Todos estamos en busca del futuro, sin embargo es difícil llegar a alcanzar lo que no es. El futuro es aquello que puede ser pero nunca llega a serlo. Es esta búsqueda incesante la que abre una herida en nosotros.
Además, de vez en cuando el pasado toca a nuestra puerta para recordarnos que antes fuimos más felices, o más guapos, más llenos de ilusión, más armados. El pasado siempre quiere que volvamos, conspira con la nostalgia para atraparnos, el pasado no quiero dejarnos salir.
El tiempo nos lastima porque nos cuesta aceptar que solo podemos existir en el presente, la única fracción temporal que tenemos, la única que nos constituye, la que somos ahora.

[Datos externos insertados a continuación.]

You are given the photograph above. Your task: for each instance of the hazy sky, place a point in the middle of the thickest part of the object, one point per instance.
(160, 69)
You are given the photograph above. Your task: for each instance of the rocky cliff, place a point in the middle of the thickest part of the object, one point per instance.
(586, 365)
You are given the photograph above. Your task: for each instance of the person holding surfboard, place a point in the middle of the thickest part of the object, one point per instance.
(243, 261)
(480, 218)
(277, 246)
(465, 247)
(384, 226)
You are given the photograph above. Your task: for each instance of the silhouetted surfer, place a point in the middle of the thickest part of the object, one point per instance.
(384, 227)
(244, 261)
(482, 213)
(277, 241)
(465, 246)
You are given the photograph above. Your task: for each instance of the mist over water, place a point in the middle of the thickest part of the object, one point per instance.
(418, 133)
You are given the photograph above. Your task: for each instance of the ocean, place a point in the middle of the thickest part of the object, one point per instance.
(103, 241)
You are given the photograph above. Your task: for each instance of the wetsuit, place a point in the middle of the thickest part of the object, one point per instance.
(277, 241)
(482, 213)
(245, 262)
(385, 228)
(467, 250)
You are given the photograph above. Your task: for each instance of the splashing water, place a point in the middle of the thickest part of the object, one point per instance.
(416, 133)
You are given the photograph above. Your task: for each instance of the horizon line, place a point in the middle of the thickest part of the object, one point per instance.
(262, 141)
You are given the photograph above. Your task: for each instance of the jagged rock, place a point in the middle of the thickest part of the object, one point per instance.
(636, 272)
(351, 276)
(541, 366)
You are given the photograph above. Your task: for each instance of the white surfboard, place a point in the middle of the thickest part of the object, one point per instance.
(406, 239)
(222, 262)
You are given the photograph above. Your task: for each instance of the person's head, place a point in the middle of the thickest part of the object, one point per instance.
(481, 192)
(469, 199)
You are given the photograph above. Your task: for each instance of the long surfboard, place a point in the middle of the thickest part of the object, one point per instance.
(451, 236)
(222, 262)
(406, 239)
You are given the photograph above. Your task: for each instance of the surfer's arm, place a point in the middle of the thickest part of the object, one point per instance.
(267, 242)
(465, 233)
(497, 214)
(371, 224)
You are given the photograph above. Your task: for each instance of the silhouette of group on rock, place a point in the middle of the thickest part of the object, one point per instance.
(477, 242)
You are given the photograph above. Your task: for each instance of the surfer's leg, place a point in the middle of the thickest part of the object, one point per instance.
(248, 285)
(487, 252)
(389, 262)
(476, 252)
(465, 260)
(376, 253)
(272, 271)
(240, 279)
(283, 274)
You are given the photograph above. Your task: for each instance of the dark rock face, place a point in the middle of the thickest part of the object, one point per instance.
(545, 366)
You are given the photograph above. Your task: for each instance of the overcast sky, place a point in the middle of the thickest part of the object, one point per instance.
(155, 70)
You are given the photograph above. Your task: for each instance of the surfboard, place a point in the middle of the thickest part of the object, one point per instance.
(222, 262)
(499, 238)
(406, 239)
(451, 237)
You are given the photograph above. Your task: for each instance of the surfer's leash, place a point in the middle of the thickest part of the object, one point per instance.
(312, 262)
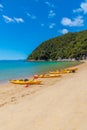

Pero también es cierto que el pasado forma parte de nosotros, que gracias a él llegamos a ser quienes somos y que el futuro nos llama para no quedarnos inmóviles.
Lo que en realidad importa es poner el tiempo en su lugar
Entonces, lo que en realidad importa es poner el tiempo en su lugar: debemos poner el pasado en lo que fue, arroparlo, dejarlo dormir en el corazón. Agradecerle por traernos hasta el ahora, hasta nosotros. Y al futuro tenderle un puente para que nos alcance, sin buscarlo, sabiendo que siempre escapará a nuestro paso, y aceptar su naturaleza eludible, inquieta, inasible. Admitir a este eterno desconocido que cambia cuando lo encuentran, que hiere sin querer, porque promete lo que no se alcanza. Pero no es su culpa, es que al futuro le asusta estar solo, por eso promete regalos que no entrega.
Es decir que el tiempo es nuestro verdadero maestro, un amigo de dos caras que nos entrega razones para agradecer y perdonar.
Agradecer al pasado por traernos, por cuidarnos, y luego guardarlo con cariño y mantenerlo vigilado para que no se escape, porque cuando el pasado se nos escapa, nos llena los ojos de lágrimas.
Y perdonar al futuro por herirnos con la promesa, por alejarnos de nuestro presente, es decir de nosotros.
Cuando sientas que alguno de ellos te llama, guarda silencio, deja que te enseñe lo que necesita mostrarte, y luego, ponlo en su lugar.